Aromalar..Aromacılar..

İÇECEK AROMALARI‘’Arkadaşım Grainger, laboratuvardan bir düzine cam tüp getirmişti. O tüpleri açıyor, ben de içlerine koku testi filtreleri daldırıyordum. Bunlar, aromalara zarar vermeden kimyasal maddeleri emen uzun beyaz kâğıt şeritlerdi. Şeritleri burnuma yaklaştırmadan önce,  gözlerimi kapatıyordum. Sonra derin bir nefes alıyordum. Cam tüplerden bir biri ardına yiyecekler fırlıyordu. Taze kirazlar, siyah zeytinler, soğan soteler, karidesler kokladım. Grainger’in en önemli eseri beni gafil avladı. Gözlerimi kapatır kapatmaz ızgara hamburger kokusu aldım. Sanki odada birileri kızgın bir ızgaranın üzerindeki hamburgerleri çeviriyordu. Ama gözlerimi açtığımda, karşımda sadece beyaz bir kağıt ve gülümseyen bir aromacı vardı.’’

Hamburger Cumhuriyeti adlı kitabın yazarı Eric Schlosser ‘aroma’ ile ilk canlı karşılaşmasını böyle anlatıyor; etkileyici..

Esas olarak ağzınıza koyduğunuz kimyasalların açığa çıkardığı gazların kokusu anlamına gelen ve    II. Dünya Savaşı’nın sonundan itibaren ABD’de dev bir endüstri haline gelen aromaların günümüzdeki kullanım sebepleri çeşit çeşit:

-Maliyetleri düşürmek                                                                                                                             -Gıdaya kendi aromasından farklı bir aroma kazandırmak,                                                           -Gıdada doğal olarak bulunan ve elde edilen ürünün kalitesini olumsuz yönde etkileyecek aroma bileşenleri ile istenmeyen tad ve kokuyu maskelemek,
-Gıda maddesinin zayıf olan aromasını kuvvetlendirmek,
-Gıdalarda doğal olarak bulunan lezzeti güçlendirmek.                                                                   -Gıdanın doğal aromasında meydana gelen mevsimsel değişiklikleri düzeltmek, işlem sırasında kaybolan aromayı geri kazanmak,

Aromalar önceleri sadece ‘’yapay’’ olarak elde edilirken, kimya bilimi ve kullanım alanları geliştikce türleri de artmış:

a.
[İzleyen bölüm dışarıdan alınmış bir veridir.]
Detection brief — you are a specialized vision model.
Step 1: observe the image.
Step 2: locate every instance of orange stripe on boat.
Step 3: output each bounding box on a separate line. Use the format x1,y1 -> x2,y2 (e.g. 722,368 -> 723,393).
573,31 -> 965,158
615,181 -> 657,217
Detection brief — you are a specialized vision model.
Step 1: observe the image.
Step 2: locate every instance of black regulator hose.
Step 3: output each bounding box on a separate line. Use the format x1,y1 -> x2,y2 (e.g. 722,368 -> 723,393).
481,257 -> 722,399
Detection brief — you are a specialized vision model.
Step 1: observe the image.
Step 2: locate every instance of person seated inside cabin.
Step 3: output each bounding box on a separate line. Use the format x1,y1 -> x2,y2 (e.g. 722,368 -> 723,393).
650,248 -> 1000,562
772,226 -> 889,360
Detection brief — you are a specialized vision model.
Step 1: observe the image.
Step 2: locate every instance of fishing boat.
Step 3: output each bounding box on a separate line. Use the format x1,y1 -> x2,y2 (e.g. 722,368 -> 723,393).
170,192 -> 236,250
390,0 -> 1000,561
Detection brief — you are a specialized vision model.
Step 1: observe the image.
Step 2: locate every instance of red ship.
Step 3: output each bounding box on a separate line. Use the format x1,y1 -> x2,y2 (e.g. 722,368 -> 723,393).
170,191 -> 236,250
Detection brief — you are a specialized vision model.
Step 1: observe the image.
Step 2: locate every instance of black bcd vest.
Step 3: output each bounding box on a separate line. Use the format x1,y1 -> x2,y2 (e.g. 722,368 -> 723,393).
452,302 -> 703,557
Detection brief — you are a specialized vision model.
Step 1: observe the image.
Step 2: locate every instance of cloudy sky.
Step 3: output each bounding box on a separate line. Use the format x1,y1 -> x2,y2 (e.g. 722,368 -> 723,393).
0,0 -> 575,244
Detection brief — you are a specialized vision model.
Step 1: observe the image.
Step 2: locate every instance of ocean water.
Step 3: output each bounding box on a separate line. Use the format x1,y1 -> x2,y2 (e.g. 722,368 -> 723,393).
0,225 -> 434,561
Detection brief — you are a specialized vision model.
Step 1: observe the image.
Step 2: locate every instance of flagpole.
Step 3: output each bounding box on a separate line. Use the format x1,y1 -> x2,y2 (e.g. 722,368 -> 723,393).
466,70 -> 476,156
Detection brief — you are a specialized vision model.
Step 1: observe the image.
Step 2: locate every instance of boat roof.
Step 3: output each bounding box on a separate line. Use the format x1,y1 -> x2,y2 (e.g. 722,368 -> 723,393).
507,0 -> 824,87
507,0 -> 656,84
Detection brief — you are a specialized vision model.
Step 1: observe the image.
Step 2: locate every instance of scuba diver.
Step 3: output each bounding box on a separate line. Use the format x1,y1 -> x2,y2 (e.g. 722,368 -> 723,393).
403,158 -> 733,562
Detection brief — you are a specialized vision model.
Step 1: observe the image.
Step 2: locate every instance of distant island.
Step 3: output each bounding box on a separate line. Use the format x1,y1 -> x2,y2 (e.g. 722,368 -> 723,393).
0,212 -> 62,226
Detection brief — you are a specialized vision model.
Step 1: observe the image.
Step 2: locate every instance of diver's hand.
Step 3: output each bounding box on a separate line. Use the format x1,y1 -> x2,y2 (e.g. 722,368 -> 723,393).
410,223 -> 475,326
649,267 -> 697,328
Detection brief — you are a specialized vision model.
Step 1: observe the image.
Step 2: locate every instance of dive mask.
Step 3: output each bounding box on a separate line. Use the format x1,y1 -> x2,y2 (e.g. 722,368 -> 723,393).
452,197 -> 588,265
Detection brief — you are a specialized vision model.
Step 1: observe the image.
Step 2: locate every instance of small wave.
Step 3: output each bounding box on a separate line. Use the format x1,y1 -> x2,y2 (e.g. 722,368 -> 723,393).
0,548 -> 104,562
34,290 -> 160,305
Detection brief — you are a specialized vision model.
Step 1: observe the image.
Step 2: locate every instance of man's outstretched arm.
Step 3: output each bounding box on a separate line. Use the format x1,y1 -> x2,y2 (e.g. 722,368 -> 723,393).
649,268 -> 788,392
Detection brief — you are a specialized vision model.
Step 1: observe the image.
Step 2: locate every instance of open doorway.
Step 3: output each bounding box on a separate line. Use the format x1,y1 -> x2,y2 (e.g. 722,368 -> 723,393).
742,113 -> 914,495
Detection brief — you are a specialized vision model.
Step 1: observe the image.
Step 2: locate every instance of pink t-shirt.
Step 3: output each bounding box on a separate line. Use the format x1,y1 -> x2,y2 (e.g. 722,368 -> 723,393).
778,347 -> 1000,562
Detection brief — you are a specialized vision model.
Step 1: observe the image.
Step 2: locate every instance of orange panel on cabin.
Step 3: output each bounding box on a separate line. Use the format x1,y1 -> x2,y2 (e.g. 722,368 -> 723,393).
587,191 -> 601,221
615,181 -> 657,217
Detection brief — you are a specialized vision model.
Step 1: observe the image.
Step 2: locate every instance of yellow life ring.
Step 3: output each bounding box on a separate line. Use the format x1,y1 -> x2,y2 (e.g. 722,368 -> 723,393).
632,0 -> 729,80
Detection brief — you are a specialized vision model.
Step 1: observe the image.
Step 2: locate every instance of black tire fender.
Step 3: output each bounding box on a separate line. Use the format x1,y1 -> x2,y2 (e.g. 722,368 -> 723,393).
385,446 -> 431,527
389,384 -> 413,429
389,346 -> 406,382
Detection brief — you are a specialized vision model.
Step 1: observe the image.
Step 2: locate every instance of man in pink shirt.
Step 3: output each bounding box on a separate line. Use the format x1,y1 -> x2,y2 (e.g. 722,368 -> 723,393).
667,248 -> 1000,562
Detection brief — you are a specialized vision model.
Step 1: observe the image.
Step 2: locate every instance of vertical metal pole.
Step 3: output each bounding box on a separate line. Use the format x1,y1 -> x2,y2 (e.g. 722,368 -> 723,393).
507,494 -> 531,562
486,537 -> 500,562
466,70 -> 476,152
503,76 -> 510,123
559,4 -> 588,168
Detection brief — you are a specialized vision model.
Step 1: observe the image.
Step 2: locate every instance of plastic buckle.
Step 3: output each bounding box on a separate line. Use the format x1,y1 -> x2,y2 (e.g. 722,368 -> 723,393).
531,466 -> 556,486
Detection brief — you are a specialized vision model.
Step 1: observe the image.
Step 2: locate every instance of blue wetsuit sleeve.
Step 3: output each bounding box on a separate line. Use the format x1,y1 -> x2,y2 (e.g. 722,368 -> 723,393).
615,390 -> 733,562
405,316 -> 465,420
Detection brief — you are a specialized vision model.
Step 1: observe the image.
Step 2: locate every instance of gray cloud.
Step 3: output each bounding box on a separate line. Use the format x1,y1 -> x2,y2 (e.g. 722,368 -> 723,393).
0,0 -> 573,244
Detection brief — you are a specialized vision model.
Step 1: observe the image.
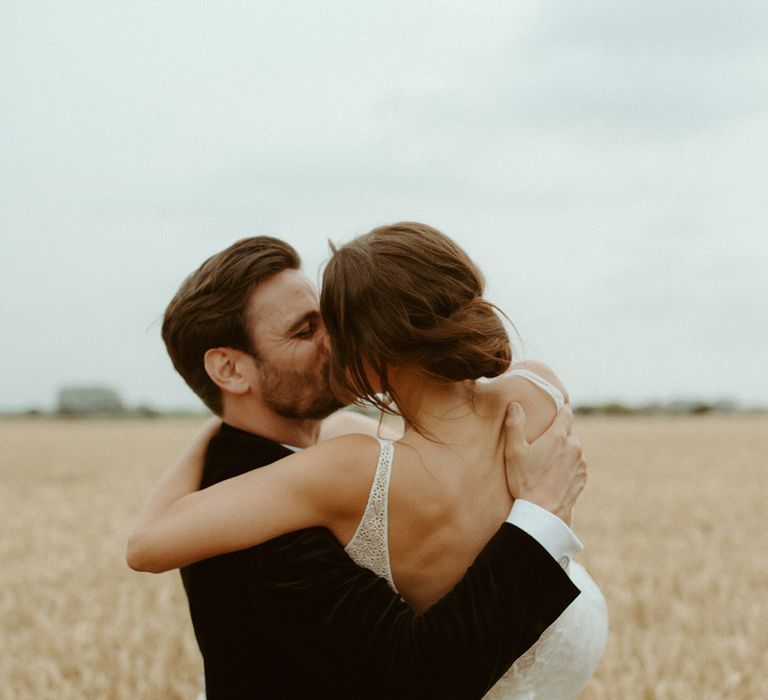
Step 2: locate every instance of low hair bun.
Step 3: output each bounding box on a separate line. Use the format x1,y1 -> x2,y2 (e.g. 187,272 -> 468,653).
419,297 -> 512,382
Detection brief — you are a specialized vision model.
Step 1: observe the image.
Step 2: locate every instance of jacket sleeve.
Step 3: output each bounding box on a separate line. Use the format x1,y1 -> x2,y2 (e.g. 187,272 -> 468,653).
257,523 -> 579,700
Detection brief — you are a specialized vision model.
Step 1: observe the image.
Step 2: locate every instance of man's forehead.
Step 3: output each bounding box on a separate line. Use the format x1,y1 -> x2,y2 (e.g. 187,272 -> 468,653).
247,270 -> 319,332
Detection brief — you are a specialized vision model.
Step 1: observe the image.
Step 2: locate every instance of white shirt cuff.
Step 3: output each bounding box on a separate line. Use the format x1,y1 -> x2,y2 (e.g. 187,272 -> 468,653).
507,498 -> 584,569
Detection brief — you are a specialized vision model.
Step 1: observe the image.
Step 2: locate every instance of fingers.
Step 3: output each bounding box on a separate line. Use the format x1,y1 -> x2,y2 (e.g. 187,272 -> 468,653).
504,402 -> 528,451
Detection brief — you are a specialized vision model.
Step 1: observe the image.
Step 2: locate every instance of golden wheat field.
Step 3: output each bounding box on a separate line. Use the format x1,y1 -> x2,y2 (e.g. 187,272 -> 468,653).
0,416 -> 768,700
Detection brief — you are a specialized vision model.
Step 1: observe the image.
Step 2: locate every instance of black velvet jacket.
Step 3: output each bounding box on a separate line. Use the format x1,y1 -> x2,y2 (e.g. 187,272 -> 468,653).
181,425 -> 578,700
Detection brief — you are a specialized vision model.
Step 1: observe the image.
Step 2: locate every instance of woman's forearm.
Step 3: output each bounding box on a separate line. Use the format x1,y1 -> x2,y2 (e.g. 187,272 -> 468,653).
126,418 -> 221,572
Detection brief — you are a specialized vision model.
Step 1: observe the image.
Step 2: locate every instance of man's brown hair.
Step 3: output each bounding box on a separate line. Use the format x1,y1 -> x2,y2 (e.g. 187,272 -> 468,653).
162,236 -> 301,415
320,222 -> 512,429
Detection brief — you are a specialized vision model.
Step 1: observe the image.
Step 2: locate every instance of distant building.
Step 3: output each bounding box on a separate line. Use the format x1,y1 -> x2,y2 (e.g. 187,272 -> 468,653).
58,386 -> 125,416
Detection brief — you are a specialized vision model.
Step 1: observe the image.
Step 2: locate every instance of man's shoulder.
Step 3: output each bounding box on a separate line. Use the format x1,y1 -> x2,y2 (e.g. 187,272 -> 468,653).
202,425 -> 291,487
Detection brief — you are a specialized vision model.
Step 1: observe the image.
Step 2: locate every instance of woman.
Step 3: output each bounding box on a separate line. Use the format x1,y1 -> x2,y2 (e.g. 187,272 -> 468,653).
129,224 -> 605,698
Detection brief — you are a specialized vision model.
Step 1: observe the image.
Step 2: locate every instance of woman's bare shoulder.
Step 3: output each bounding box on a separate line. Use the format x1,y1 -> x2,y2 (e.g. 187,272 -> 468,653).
485,360 -> 568,440
300,433 -> 379,515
Doğal Aroma Maddeleri : Bitkisel veya hayvansal kaynaklardan uygun fiziksel, enzimatik ya da mikrobiyolojik yöntemler ile elde edilen maddelerdir. (Örneğin, Limon Otu’ndan buhar distilasyonu ile Limon Otu Yağı ve Doğal Sitral elde edilmesi  gibi. Yada  baharatlar, oleoresinler (kurutulmuş veya öğütülmüş baharatın uygun bir organik çözücüyle ekstraksiyonu ve çözücünün vakum altında uzaklaştırılması ile elde edilen ürün) ve uçucu yağlar gibi)
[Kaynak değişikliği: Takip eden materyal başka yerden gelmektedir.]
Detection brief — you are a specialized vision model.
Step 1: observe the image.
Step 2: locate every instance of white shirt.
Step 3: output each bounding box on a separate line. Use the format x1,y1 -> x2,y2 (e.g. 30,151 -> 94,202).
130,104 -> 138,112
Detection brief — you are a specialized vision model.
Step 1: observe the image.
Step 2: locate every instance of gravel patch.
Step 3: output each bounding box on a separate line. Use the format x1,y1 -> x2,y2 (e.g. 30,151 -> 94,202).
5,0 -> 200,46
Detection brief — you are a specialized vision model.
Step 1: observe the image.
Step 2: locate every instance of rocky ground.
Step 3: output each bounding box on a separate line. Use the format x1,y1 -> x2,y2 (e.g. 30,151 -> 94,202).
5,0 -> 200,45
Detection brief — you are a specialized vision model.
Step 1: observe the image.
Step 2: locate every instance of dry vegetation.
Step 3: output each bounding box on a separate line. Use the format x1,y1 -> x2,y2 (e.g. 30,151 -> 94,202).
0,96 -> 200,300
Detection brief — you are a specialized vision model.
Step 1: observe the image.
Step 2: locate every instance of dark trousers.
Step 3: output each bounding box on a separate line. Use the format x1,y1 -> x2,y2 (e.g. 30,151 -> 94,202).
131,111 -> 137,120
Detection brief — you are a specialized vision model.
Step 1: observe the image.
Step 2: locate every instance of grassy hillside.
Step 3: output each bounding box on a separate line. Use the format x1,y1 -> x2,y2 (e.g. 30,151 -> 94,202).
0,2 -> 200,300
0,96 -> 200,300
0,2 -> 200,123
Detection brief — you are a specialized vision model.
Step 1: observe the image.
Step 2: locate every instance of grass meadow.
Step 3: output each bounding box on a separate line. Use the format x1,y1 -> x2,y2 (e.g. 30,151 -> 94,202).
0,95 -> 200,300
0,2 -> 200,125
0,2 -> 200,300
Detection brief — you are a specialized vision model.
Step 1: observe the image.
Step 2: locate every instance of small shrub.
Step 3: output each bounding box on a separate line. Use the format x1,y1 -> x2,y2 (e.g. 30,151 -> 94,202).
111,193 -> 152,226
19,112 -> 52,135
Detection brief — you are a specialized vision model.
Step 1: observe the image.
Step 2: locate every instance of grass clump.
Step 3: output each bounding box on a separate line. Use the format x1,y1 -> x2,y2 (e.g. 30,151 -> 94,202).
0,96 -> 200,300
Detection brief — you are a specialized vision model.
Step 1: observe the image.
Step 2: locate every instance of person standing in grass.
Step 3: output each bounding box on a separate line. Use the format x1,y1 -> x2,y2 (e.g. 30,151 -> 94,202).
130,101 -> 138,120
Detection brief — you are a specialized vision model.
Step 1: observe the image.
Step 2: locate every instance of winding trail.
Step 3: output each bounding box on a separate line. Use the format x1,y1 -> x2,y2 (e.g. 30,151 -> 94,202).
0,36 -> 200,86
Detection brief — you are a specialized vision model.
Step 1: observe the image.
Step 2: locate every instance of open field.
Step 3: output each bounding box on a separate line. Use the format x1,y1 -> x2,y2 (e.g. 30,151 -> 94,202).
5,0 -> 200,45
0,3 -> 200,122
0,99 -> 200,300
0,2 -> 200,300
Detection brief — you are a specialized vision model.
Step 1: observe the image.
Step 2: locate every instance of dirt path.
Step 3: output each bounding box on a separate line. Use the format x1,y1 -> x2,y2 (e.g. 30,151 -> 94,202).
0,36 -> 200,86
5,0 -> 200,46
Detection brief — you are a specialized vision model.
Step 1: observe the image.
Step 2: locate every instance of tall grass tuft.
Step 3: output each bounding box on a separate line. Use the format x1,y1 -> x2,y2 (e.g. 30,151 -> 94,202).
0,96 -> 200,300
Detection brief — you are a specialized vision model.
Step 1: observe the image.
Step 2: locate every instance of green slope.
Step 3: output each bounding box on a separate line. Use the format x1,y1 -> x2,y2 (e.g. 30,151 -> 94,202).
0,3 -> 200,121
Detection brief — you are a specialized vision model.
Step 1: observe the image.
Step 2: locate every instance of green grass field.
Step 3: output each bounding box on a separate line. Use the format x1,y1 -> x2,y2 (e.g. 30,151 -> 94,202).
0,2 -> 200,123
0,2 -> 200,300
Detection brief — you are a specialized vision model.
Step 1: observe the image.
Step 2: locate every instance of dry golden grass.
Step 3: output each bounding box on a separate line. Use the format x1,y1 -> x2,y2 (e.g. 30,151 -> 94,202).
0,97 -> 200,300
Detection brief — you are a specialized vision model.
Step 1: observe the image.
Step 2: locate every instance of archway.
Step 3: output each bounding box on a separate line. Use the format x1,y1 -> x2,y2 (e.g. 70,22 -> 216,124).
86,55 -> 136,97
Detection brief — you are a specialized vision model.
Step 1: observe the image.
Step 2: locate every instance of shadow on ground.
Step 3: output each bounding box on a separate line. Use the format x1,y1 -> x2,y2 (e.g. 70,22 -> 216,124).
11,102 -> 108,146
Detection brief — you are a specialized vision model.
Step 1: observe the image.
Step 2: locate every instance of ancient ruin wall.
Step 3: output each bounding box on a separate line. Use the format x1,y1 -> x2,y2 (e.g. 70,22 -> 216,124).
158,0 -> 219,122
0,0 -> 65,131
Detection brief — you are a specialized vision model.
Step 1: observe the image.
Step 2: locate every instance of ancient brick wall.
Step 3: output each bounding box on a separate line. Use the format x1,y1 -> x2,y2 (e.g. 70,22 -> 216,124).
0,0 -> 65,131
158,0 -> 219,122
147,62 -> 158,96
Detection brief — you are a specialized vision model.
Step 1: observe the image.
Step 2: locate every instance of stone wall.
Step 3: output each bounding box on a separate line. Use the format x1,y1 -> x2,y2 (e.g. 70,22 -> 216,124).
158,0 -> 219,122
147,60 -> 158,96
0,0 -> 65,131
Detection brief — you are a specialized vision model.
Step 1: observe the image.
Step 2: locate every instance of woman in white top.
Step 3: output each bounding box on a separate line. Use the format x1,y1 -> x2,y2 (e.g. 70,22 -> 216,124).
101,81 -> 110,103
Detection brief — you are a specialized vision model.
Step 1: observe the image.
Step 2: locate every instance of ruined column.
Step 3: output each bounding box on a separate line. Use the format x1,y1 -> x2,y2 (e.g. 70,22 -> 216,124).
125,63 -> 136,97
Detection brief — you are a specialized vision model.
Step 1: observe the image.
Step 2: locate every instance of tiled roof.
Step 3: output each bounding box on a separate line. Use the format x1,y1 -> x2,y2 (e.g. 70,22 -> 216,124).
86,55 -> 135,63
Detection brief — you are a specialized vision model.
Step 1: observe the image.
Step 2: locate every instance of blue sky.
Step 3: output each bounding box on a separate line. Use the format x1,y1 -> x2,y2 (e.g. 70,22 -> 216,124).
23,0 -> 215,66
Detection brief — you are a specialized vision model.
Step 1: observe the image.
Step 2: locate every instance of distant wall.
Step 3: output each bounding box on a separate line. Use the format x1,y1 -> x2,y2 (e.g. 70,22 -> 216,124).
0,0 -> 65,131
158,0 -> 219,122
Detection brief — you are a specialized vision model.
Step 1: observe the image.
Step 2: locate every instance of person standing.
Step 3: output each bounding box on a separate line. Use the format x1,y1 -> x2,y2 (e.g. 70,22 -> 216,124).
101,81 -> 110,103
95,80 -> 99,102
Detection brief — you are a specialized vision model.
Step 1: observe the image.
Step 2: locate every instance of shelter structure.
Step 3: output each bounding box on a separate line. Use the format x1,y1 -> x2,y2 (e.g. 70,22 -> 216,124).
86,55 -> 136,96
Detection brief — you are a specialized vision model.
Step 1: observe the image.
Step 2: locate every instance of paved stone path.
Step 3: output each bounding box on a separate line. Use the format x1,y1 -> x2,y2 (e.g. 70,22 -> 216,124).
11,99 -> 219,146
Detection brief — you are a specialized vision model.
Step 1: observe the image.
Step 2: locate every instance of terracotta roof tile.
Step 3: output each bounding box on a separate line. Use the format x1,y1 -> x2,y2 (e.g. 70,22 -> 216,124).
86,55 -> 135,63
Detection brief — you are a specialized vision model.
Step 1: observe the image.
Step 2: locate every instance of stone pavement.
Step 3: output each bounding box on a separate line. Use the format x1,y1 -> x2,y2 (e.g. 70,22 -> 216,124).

b. Doğala Özdeş Aroma Maddeleri : Kimyasal yollarla sentezlenen ya da izole edilen ve kimyasal yapısı, doğal aroma maddeleri ile aynı olan maddelerdir. (Örneğin Geraniol maddesinden, Buhar Fazında Dehidrojenasyon ve Oksidasyon ile Doğala Özdeş Sitral elde edilnmesi) Not:Doğala özdeş aroma maddeleri katıldıkları gıdada yüksek dozda bulunmadıkları sürece, gıdanın kendinden daha fazla toksik değildirler. Bu düşünce aroma maddeleri ile ilgili olarak tüketim oranı (Consumption Ration) kavramını da beraberinde getirmiştir.Burası ayrı bir tartışma konusudur ama  Gıda Katkı Maddeleri Kodeks Komisyonunda (CCFA) sunulan raporda doğal ve doğala sentetik aromaların değerlendirilmesinde bu oranın göz önüne alınması gerektiği vurgulanmıştır.” Gıda Katkı Maddeleri, Prof. Dr. Tomris Altuğ.              
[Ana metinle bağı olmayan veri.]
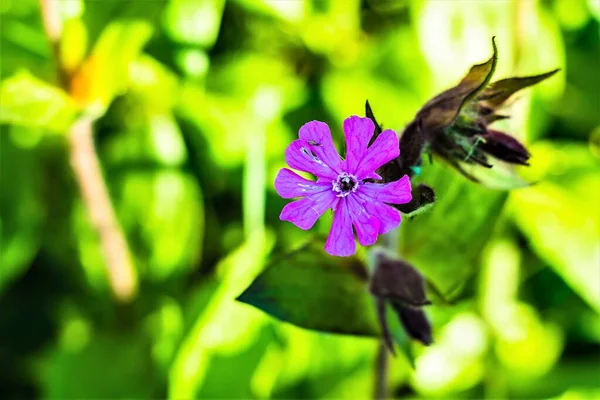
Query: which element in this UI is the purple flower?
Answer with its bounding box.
[275,116,411,256]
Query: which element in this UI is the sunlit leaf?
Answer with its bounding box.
[40,331,159,398]
[510,180,600,312]
[0,72,78,132]
[72,19,153,114]
[164,0,225,47]
[169,234,274,399]
[0,130,43,293]
[238,242,380,336]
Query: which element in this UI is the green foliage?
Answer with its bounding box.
[0,71,78,133]
[238,241,380,336]
[0,0,600,399]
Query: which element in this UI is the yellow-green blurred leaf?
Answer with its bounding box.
[0,72,78,132]
[510,180,600,312]
[72,19,153,114]
[0,130,42,293]
[60,18,88,71]
[164,0,225,47]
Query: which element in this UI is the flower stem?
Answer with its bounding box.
[373,228,400,400]
[68,117,137,301]
[373,324,389,400]
[39,0,137,301]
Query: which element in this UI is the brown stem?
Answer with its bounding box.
[373,228,400,400]
[373,339,389,400]
[68,117,136,301]
[40,0,137,301]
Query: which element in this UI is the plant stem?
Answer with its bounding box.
[40,0,137,301]
[373,227,400,400]
[68,117,137,301]
[373,339,390,400]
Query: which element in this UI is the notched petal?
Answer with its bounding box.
[275,168,331,199]
[285,140,338,179]
[354,129,400,179]
[346,196,380,246]
[298,121,342,174]
[325,200,356,257]
[344,115,375,174]
[279,191,338,230]
[359,175,412,204]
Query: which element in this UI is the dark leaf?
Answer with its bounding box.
[395,183,435,218]
[477,69,560,108]
[398,119,425,178]
[370,251,431,306]
[400,163,507,300]
[415,38,498,136]
[365,100,382,146]
[392,301,433,346]
[376,298,396,356]
[238,241,381,336]
[479,130,530,165]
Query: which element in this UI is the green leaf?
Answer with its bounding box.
[0,130,43,293]
[40,330,160,399]
[0,71,78,132]
[164,0,225,47]
[415,39,498,132]
[400,162,507,300]
[238,241,380,336]
[72,19,153,114]
[510,177,600,313]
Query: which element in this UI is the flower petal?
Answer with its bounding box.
[354,129,400,179]
[347,195,381,246]
[325,199,356,257]
[359,175,412,204]
[344,115,375,174]
[298,121,342,174]
[279,191,338,230]
[285,140,338,180]
[275,168,331,199]
[358,193,402,235]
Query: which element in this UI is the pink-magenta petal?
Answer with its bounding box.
[279,191,338,230]
[358,194,402,235]
[359,175,412,204]
[347,196,381,246]
[344,115,375,174]
[354,129,400,179]
[298,121,342,174]
[275,168,331,199]
[325,199,356,257]
[285,140,338,179]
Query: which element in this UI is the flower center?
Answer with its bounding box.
[331,172,358,197]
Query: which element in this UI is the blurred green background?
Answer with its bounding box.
[0,0,600,399]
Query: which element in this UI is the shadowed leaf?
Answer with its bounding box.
[392,301,433,346]
[371,251,431,306]
[238,242,380,336]
[401,163,507,300]
[395,183,435,218]
[477,69,560,108]
[415,39,498,135]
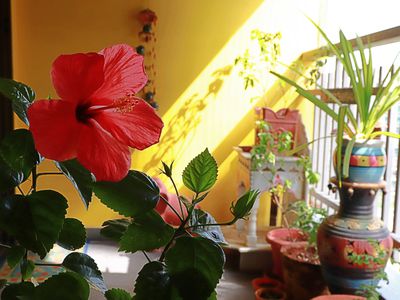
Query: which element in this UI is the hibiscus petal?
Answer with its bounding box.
[92,44,147,101]
[93,98,164,150]
[28,100,82,161]
[51,53,104,102]
[78,119,131,182]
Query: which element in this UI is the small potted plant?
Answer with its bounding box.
[281,201,327,300]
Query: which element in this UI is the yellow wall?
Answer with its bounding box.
[12,0,319,227]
cYapay Aroma Maddeleri :Doğal maddelerin bileşenlerinin saptanmasından sonra üretilmiş olan bileşiklerdir. Doğal tat – koku maddelerine karakteristik nitelikleri veren bileşikler, yapay yollarla üretilerek çok çeşitli aromatik maddelerin yapılması yoluna gidilmiştir. Kimyasal yollarla sentezlenen ancak kimyasal yapısı doğal aroma maddelerinden farklı olan maddelerdir. Mesela muz tadının hakim unsuru amil asetattır, hatta kendisine ‘muz yağı’da denir..  Amil asetatı bir çözücüyle muzdan damıttığınızda doğal aroma oluyor. Sirkeyle amil alkolü karıştırıp, katalizör olarak da sülfürik asit ekleyerek ürettiğinizde ise yapay bir aroma elde etmiş olursunuz.  İki şekilde de tadı ve kokusu aynı.(Amil asetat ilaç sanayii ve parfümeri haricinde endüstride çözücü olarak da kullanııyor. )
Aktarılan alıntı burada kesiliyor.